Je suis d’ailleurs étonné que le Gouvernement ne s’en émeuve pas, alors qu’il s’est empressé d’agir quand il a fallu augmenter la TVA sur les offres triple play, prétendument à la demande de l’Europe. Il est vrai qu’une telle mesure devait apporter 1, 1 milliard d’euros supplémentaire dans les caisses de l’État…
M. le rapporteur pour avis, avec beaucoup de compétence et de talent, comme à son habitude, a tenté de trouver un point d’équilibre en commission. Je tiens vraiment à rendre hommage à son travail. Néanmoins, on voit bien que cela ne suffit pas au Gouvernement, qui veut faire table rase du travail de la commission et revenir à son texte initial.
Dans ces conditions, il est préférable de supprimer purement et simplement ce commissaire du Gouvernement, car on voit bien que le Gouvernement a une telle volonté de reprise en main que même le dispositif équilibré proposé avec beaucoup de sagesse par M. le rapporteur pour avis ne lui donne pas satisfaction.
Les cinq amendements de suppression de l’article 13, déposés aussi bien par le groupe centriste, le groupe socialiste, le groupe CRC-SPG, le groupe RDSE que par plusieurs de nos collègues UMP, montrent bien que ce commissaire du Gouvernement fait l’unanimité contre lui.
Il faut dire que la manière dont on veut nous l’imposer crée un malaise. C’est donc aussi une question de méthode. Si les choses avaient été présentées différemment, nous n’en serions peut-être pas là.

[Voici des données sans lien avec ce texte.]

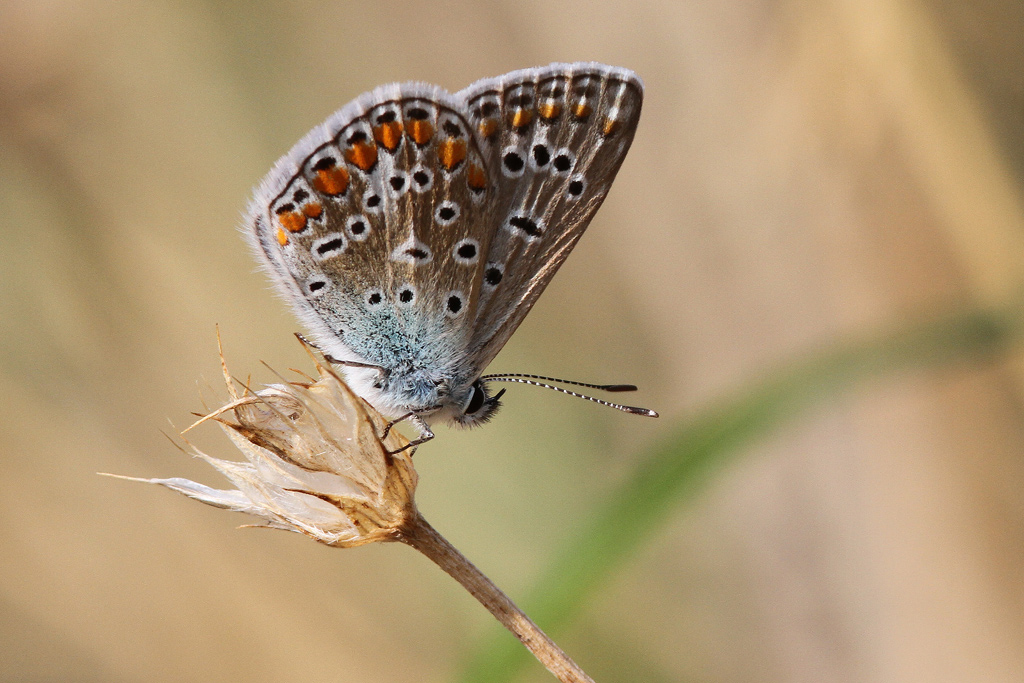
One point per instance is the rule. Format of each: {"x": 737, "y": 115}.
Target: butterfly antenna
{"x": 521, "y": 379}
{"x": 602, "y": 387}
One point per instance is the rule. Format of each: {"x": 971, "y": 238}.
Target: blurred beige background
{"x": 803, "y": 171}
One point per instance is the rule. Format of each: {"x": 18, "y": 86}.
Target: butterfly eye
{"x": 476, "y": 399}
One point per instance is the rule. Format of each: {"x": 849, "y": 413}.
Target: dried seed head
{"x": 315, "y": 464}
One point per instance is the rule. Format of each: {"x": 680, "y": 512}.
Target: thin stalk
{"x": 420, "y": 535}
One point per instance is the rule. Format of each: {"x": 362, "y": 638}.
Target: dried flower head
{"x": 315, "y": 463}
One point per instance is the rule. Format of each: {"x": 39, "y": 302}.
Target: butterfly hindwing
{"x": 415, "y": 228}
{"x": 553, "y": 138}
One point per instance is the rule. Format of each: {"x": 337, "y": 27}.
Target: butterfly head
{"x": 476, "y": 406}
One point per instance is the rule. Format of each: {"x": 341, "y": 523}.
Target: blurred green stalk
{"x": 674, "y": 471}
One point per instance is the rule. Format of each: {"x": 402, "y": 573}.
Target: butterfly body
{"x": 414, "y": 229}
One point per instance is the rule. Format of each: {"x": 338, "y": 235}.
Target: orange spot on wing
{"x": 549, "y": 111}
{"x": 582, "y": 111}
{"x": 421, "y": 131}
{"x": 292, "y": 220}
{"x": 451, "y": 153}
{"x": 521, "y": 118}
{"x": 332, "y": 180}
{"x": 476, "y": 178}
{"x": 363, "y": 155}
{"x": 488, "y": 127}
{"x": 388, "y": 134}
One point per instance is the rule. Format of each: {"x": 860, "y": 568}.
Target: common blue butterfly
{"x": 414, "y": 229}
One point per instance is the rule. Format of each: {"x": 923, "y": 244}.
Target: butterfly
{"x": 414, "y": 229}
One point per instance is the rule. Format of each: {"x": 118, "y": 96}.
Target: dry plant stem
{"x": 424, "y": 538}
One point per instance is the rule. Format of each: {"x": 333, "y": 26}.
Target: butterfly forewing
{"x": 372, "y": 227}
{"x": 414, "y": 229}
{"x": 553, "y": 139}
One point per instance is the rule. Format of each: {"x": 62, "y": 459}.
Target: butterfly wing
{"x": 553, "y": 139}
{"x": 365, "y": 226}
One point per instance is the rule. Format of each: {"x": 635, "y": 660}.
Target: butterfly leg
{"x": 425, "y": 432}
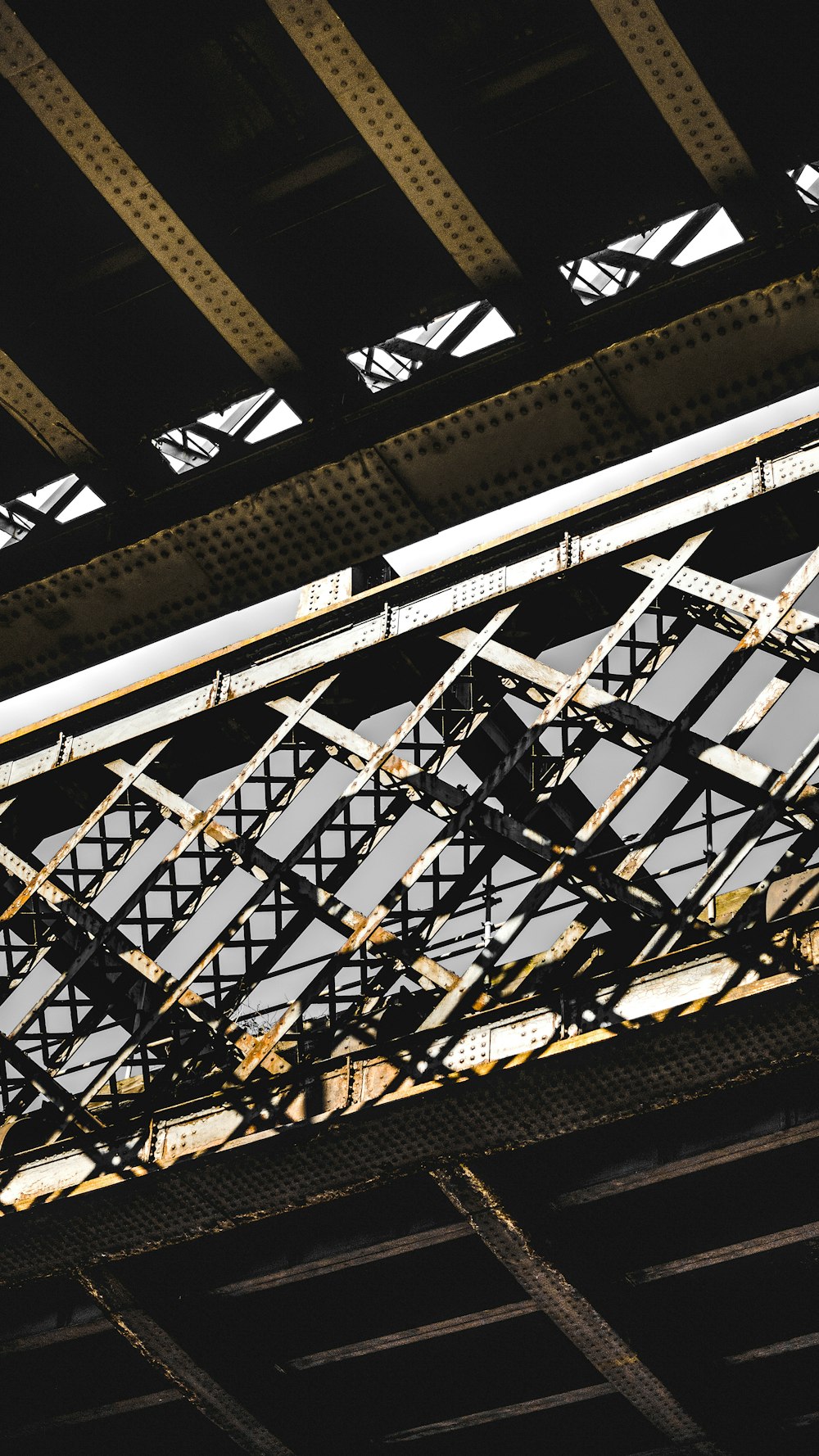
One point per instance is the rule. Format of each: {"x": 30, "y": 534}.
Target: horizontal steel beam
{"x": 41, "y": 418}
{"x": 686, "y": 1165}
{"x": 381, "y": 120}
{"x": 678, "y": 91}
{"x": 548, "y": 554}
{"x": 499, "y": 1413}
{"x": 506, "y": 428}
{"x": 398, "y": 1338}
{"x": 108, "y": 1411}
{"x": 196, "y": 1385}
{"x": 25, "y": 66}
{"x": 589, "y": 1081}
{"x": 780, "y": 1347}
{"x": 708, "y": 1259}
{"x": 344, "y": 1259}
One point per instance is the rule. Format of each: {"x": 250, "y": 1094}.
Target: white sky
{"x": 235, "y": 626}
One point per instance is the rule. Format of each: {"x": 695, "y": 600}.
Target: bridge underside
{"x": 258, "y": 237}
{"x": 410, "y": 1015}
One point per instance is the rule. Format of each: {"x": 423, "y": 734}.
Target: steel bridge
{"x": 409, "y": 1014}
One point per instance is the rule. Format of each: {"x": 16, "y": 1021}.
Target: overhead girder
{"x": 396, "y": 142}
{"x": 39, "y": 82}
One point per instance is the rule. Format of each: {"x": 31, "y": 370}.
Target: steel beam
{"x": 499, "y": 1413}
{"x": 568, "y": 1308}
{"x": 780, "y": 1347}
{"x": 25, "y": 66}
{"x": 110, "y": 1411}
{"x": 708, "y": 1259}
{"x": 678, "y": 91}
{"x": 398, "y": 1338}
{"x": 146, "y": 1336}
{"x": 686, "y": 1165}
{"x": 394, "y": 138}
{"x": 44, "y": 421}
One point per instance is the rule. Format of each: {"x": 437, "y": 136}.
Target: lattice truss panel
{"x": 560, "y": 823}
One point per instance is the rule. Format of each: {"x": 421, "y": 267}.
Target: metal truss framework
{"x": 452, "y": 840}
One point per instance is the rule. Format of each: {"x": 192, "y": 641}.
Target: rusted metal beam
{"x": 686, "y": 1165}
{"x": 35, "y": 413}
{"x": 110, "y": 1411}
{"x": 585, "y": 1082}
{"x": 396, "y": 142}
{"x": 708, "y": 1259}
{"x": 146, "y": 1336}
{"x": 50, "y": 95}
{"x": 568, "y": 1308}
{"x": 487, "y": 576}
{"x": 780, "y": 1347}
{"x": 344, "y": 1259}
{"x": 678, "y": 92}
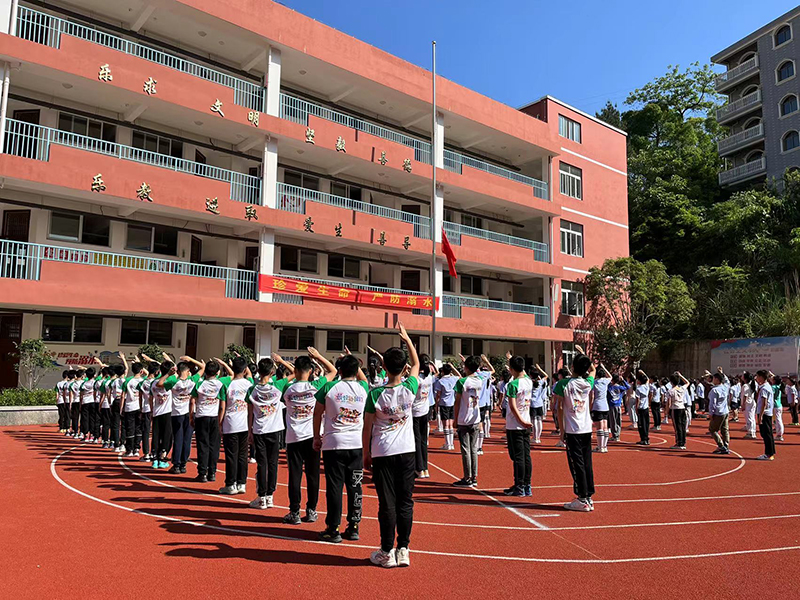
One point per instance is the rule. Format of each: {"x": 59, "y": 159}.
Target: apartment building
{"x": 195, "y": 173}
{"x": 761, "y": 114}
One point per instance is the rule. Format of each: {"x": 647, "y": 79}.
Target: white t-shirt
{"x": 393, "y": 427}
{"x": 343, "y": 421}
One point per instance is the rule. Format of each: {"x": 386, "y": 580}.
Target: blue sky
{"x": 515, "y": 51}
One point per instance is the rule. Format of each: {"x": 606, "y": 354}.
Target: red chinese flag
{"x": 448, "y": 252}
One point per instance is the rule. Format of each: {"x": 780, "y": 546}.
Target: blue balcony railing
{"x": 22, "y": 260}
{"x": 34, "y": 141}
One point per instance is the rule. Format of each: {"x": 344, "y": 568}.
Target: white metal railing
{"x": 292, "y": 198}
{"x": 738, "y": 105}
{"x": 750, "y": 169}
{"x": 22, "y": 260}
{"x": 747, "y": 66}
{"x": 739, "y": 139}
{"x": 298, "y": 110}
{"x": 34, "y": 141}
{"x": 47, "y": 29}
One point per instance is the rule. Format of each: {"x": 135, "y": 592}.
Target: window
{"x": 788, "y": 105}
{"x": 790, "y": 141}
{"x": 569, "y": 129}
{"x": 572, "y": 298}
{"x": 337, "y": 340}
{"x": 786, "y": 70}
{"x": 136, "y": 332}
{"x": 344, "y": 266}
{"x": 293, "y": 338}
{"x": 571, "y": 238}
{"x": 298, "y": 259}
{"x": 67, "y": 328}
{"x": 571, "y": 181}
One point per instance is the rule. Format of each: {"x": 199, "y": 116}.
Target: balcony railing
{"x": 34, "y": 141}
{"x": 298, "y": 110}
{"x": 733, "y": 108}
{"x": 454, "y": 232}
{"x": 452, "y": 305}
{"x": 46, "y": 29}
{"x": 741, "y": 139}
{"x": 22, "y": 260}
{"x": 748, "y": 67}
{"x": 292, "y": 198}
{"x": 743, "y": 172}
{"x": 454, "y": 161}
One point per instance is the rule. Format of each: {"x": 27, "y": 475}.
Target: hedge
{"x": 23, "y": 397}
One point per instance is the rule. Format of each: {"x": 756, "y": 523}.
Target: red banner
{"x": 331, "y": 293}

Lorsque le président du Sénat déclare dans un entretien qu’il préfère encore nommer des politiques au sein des autorités administratives indépendantes plutôt que des commissaires du Gouvernement, il se fait l’écho du malaise que nous ressentons tous dans cette assemblée.
Je rappelle que le Sénat est particulièrement attaché aux libertés individuelles. Or on sent bien ici qu’il y a une volonté de reprise en main de la part de l’État, ce que nous ne pouvons accepter.